Our love was pure and idealistic, romantic and sweet. Looking back now, with a soul which is tarnished with dishonour and frayed round the edges, I am often amazed at this.
There was no hanky-panky at the chateau. And if I use a coarse music-hall expression in association with something which was fresh and beautiful, I ask you to be charitable, and to blame the span of the years and half a working lifetime which has been spent in different parts of the world. One is inclined to become crude.

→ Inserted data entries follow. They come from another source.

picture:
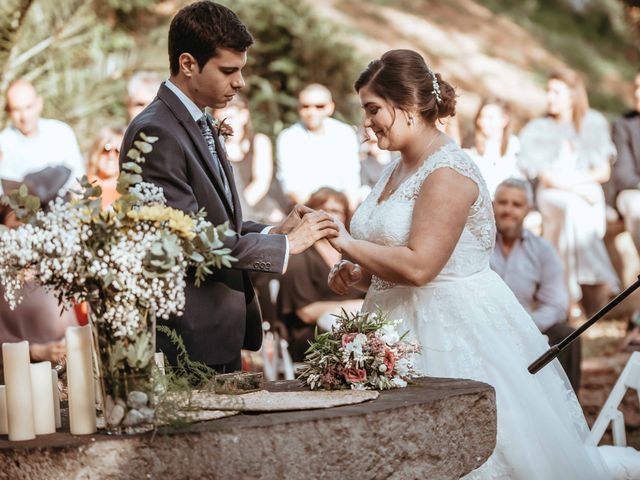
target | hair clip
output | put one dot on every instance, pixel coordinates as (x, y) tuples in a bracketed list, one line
[(436, 86)]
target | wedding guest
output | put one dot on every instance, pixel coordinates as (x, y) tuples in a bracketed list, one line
[(31, 143), (102, 167), (37, 319), (305, 299), (568, 154), (532, 269), (141, 90), (626, 169), (319, 150), (251, 154), (493, 147)]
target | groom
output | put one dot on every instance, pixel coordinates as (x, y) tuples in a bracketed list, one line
[(207, 50)]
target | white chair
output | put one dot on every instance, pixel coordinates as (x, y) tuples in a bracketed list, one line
[(623, 462), (610, 414), (275, 349)]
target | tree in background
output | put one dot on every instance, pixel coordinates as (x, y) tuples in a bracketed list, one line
[(293, 48)]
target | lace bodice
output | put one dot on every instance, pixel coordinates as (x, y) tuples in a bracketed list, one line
[(389, 223)]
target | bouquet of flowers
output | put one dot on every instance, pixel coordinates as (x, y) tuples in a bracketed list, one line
[(134, 255), (363, 351), (128, 262)]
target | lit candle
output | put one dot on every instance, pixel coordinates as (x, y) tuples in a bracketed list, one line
[(4, 429), (44, 418), (17, 378), (81, 386), (56, 398)]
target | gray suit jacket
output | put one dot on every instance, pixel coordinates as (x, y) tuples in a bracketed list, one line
[(626, 136), (222, 315)]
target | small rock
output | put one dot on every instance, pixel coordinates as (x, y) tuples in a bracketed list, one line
[(108, 405), (137, 399), (133, 418), (116, 415), (148, 413)]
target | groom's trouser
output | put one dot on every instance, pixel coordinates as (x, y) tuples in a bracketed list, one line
[(571, 356)]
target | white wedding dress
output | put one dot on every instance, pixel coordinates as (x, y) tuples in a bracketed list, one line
[(471, 326)]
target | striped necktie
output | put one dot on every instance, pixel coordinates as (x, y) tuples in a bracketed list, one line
[(207, 133)]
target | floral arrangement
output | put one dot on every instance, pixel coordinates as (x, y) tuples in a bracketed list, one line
[(128, 262), (130, 257), (362, 351)]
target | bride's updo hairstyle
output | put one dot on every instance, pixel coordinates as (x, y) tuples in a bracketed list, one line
[(404, 80)]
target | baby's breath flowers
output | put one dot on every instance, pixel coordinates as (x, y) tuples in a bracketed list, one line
[(130, 258)]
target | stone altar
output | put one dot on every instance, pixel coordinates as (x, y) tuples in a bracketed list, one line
[(435, 429)]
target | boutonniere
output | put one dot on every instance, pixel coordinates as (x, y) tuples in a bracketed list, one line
[(223, 129)]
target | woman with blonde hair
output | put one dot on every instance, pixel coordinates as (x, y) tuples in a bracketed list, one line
[(102, 166), (568, 153)]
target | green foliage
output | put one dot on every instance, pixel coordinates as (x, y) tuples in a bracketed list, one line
[(293, 48)]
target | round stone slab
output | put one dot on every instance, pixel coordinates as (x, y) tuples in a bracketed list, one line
[(435, 429), (265, 401)]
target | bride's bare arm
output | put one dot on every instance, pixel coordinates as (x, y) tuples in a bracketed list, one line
[(439, 216)]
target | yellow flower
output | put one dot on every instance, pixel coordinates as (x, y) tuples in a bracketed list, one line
[(178, 221)]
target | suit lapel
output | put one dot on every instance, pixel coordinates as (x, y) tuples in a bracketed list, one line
[(228, 171), (189, 124)]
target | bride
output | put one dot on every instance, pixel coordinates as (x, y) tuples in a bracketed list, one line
[(420, 248)]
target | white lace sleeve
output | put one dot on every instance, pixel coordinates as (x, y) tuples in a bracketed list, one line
[(481, 220)]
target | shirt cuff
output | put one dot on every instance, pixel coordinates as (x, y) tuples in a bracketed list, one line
[(265, 231)]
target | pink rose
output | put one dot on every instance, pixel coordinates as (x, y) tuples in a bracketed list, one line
[(354, 375), (389, 361), (348, 338)]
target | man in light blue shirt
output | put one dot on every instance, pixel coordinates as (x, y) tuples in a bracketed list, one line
[(532, 269)]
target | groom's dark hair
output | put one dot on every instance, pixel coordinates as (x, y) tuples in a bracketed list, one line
[(201, 28)]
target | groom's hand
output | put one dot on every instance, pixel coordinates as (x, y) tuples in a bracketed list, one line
[(292, 220), (312, 227), (343, 275)]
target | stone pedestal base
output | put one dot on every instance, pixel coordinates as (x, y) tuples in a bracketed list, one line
[(436, 429)]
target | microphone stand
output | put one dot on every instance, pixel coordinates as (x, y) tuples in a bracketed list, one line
[(555, 350)]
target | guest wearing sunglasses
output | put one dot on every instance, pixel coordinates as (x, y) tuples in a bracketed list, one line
[(318, 150), (102, 167)]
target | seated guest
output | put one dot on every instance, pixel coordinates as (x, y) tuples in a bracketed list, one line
[(103, 167), (31, 143), (318, 151), (305, 297), (493, 148), (568, 153), (37, 318), (626, 169), (530, 266)]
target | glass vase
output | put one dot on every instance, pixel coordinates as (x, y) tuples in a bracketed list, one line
[(125, 374)]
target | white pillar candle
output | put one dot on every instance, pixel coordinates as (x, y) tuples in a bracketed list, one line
[(17, 379), (56, 398), (44, 418), (4, 429), (158, 357), (81, 386)]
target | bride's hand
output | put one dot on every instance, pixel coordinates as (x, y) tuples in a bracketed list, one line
[(343, 275), (342, 239)]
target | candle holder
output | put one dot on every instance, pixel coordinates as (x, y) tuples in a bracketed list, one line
[(124, 369)]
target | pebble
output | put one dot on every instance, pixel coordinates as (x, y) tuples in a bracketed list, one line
[(137, 399), (134, 417), (116, 415)]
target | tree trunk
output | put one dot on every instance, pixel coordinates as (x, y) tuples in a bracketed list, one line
[(12, 15)]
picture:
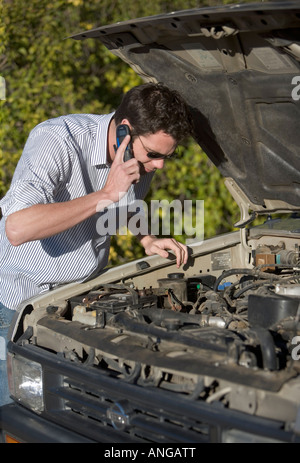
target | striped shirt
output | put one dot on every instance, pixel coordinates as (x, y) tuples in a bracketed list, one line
[(63, 159)]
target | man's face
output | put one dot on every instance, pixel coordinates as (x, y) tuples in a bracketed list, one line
[(151, 150)]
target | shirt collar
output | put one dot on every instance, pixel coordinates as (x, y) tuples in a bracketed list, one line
[(99, 152)]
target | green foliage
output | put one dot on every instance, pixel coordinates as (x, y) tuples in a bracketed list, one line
[(48, 75)]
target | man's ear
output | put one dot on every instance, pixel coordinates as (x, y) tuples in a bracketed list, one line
[(126, 121)]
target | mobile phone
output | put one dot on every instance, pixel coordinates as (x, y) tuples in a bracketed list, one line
[(122, 131)]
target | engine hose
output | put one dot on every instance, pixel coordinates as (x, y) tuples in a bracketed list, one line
[(267, 348)]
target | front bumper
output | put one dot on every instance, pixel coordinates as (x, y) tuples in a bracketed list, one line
[(24, 426)]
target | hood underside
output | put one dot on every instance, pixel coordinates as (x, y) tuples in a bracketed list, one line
[(238, 67)]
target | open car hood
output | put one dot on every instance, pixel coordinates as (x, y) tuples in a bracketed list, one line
[(238, 67)]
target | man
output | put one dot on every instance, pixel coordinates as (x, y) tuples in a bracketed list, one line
[(69, 174)]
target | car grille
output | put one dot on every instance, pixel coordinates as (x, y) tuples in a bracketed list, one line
[(107, 409)]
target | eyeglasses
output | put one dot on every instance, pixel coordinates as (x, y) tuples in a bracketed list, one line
[(154, 155)]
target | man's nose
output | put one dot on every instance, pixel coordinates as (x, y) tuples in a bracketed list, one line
[(158, 163)]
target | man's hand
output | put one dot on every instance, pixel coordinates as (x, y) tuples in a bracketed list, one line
[(122, 174), (154, 245)]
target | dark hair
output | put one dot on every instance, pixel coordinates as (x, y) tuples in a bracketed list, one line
[(151, 108)]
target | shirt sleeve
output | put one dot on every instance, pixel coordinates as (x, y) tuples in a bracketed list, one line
[(44, 168)]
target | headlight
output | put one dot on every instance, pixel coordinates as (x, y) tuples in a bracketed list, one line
[(26, 382)]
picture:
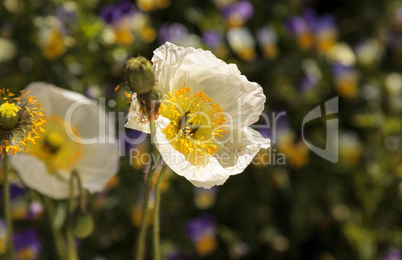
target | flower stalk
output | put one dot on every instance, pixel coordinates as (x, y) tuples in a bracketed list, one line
[(156, 223), (144, 211), (72, 251), (57, 236), (7, 209)]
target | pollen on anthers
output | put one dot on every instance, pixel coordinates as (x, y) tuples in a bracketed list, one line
[(195, 122), (21, 118), (139, 77)]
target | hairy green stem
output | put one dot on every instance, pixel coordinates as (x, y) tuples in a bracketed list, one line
[(7, 208), (156, 236), (148, 187), (72, 250), (57, 235)]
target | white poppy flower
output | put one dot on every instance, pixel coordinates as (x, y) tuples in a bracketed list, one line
[(85, 143), (202, 131)]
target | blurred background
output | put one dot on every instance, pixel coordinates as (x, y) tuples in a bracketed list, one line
[(296, 205)]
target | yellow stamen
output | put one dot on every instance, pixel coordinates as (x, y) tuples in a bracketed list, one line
[(55, 147), (195, 122), (8, 110)]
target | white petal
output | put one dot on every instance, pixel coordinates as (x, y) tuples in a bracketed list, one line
[(34, 174), (80, 112), (241, 101), (99, 160), (133, 119), (237, 148), (99, 163), (206, 176)]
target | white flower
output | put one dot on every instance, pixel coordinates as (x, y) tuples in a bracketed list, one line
[(203, 130), (47, 166)]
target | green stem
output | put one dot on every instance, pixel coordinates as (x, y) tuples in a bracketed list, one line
[(7, 208), (148, 187), (58, 238), (72, 251), (156, 240), (81, 192)]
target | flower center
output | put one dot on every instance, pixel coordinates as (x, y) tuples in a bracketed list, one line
[(9, 115), (195, 122), (53, 141), (55, 147)]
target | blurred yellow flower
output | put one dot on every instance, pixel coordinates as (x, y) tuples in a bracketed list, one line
[(21, 118), (85, 142), (202, 131)]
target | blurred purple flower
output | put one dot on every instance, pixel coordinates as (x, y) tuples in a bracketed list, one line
[(308, 82), (27, 241), (339, 70), (171, 32), (66, 12), (110, 14), (35, 209), (394, 254), (296, 25), (266, 35), (16, 191), (212, 38), (196, 228), (126, 7), (243, 8), (176, 255), (324, 23)]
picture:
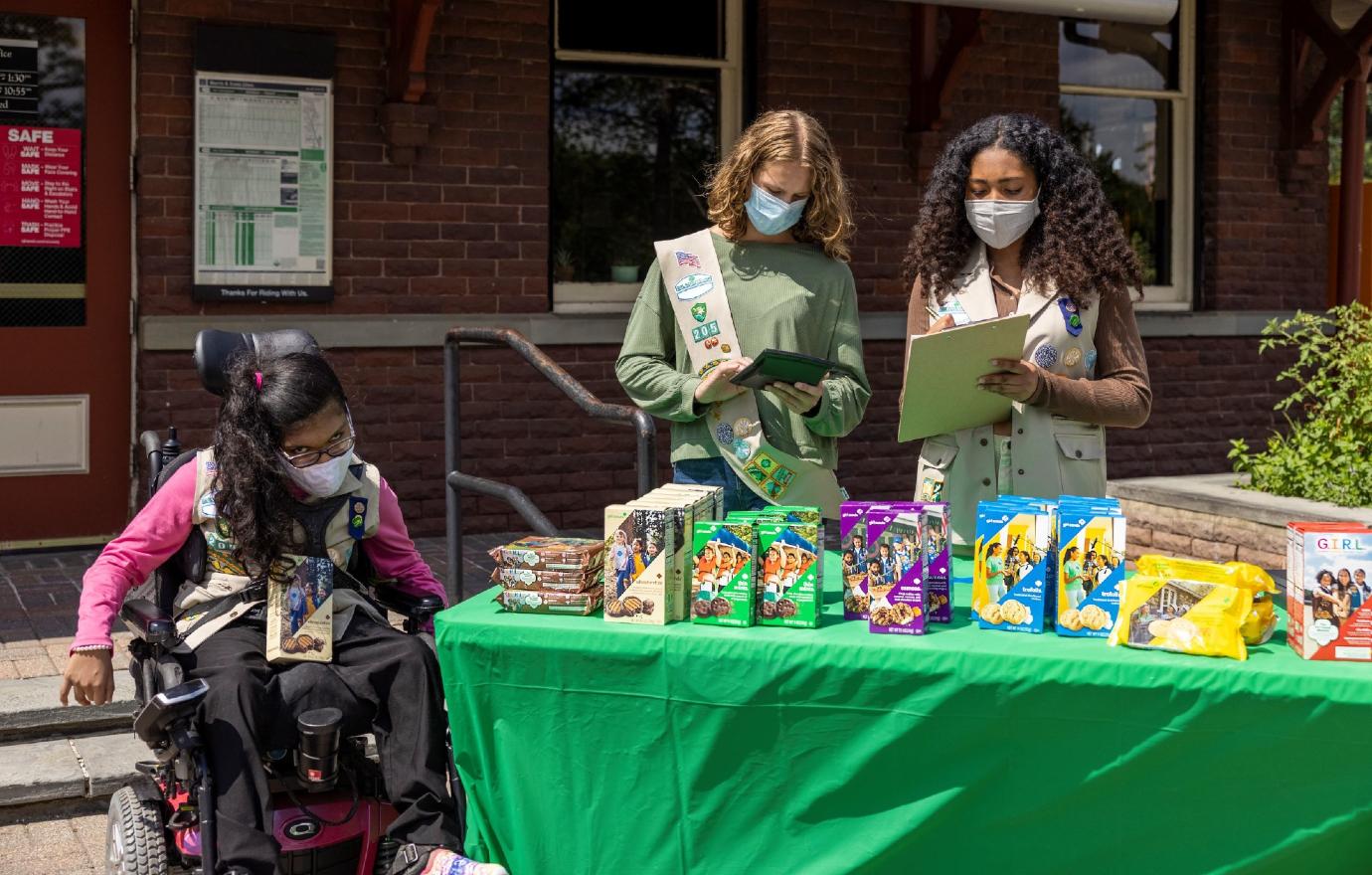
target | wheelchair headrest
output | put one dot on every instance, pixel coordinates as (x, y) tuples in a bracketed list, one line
[(214, 349)]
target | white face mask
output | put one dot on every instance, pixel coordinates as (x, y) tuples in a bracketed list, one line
[(1000, 223), (321, 479)]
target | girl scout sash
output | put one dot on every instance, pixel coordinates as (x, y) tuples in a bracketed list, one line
[(696, 288)]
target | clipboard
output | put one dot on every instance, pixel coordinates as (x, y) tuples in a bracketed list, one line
[(942, 393)]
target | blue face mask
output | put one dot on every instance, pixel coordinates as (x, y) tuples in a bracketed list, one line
[(772, 214)]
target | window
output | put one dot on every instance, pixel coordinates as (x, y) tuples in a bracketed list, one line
[(641, 111), (1125, 99)]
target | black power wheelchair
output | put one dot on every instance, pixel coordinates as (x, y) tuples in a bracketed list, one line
[(328, 806)]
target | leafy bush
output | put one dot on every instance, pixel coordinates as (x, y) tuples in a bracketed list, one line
[(1327, 452)]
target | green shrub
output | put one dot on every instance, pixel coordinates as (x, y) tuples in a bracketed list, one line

I have said that I am often amazed at the unsullied nature of our feelings, and that is strictly true: often, but not always. For now and again, like the memory of the scent of a rose garden to some poor sufferer in a crowded town hospital, I catch a whiff of the fragrance of those earlier feelings, and I understand how we felt. A tune, such as “My Blue Heaven,” will naturally bring it back to me, or a particular type of perfume favoured by the young: but I may also catch it, suddenly and unexpectedly, walking along a street, or even in a crowded public house. It had always been, hitherto, a thin wraith of the real thing, but I felt that if I went back to the chateau, saw it standing there, with its light grey walls and blue shutters, at the end of the long drive of poplars, I would be able to recapture for a space not merely the full flavour of those past days, but also a glimpse of Philip Bartels as he then was.
I think I wanted to refresh my memory of the Bartels of those days almost as much as I wished to inflict upon myself the sweet pain of thinking of times now gone forever.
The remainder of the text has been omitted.